Beberapa golongan alergen yang sering menimbulkan reaksi anafilaksis, yaitu makanan, obat-
obatan, dan bisa atau racun serangga. Faktor yang diduga dapat meningkatkan risiko terjadinya
anafilaksis, yaitu sifat alergen, jalur pemberian obat, riwayat atopi, dan kesinambungan
paparan alergen. Anafilaksis dikelompokkan dalam hipersensitivitas tipe I, terdiri dari fase
sensitisasi dan aktivasi yang berujung pada vasodilatasi pembuluh darah yang mendadak,
keaadaan ini disebut syok anafilaktik.
Manifestasi klinis anafilaksis sangat bervariasi. Gejala dapat dimulai dengan gejala prodormal
kemudian menjadi berat, tetapi kadang-kadang langsung berat yang dapat terjadi pada satu
atau lebih organ target.

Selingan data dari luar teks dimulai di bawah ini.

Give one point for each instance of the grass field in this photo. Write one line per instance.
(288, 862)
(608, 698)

Pemeriksaan laboratorium diperlukan dan sangat membantu
menentukan diagnosis, memantau keadaan awal, dan beberapa pemeriksaan digunakan untuk
memonitor hasil pengobatan dan mendeteksi komplikasi lanjut. Anamnesis, pemeriksaan fisik,
dan penunjang yang baik akan membantu seorang dokter dalam mendiagnosis suatu syok
anafilaktik.
Penatalaksanaan syok anfilaktik harus cepat dan tepat mulai dari hentikan allergen yang
menyebabkan reaksi anafilaksis; baringkan penderita dengan kaki diangkat lebih tinggi dari
kepala; penilaian A, B, C dari tahapan resusitasi jantung paru; pemberian adrenalin dan obat-
obat yang lain sesuai dosis; monitoring keadaan hemodinamik penderita bila perlu berikan
terapi cairan secara intravena, observasi keadaan penderita bila perlu rujuk ke rumah sakit.
Pencegahan merupakan langkah terpenting dalam penatalaksanaan syok anafilaktik terutama
yang disebabkan oleh obat-obatan. Apabila ditangani secara cepat dan tepat sesuai dengan
kaidah kegawat daruratan, reaksi anafilaksis jarang menyebabkan kematian.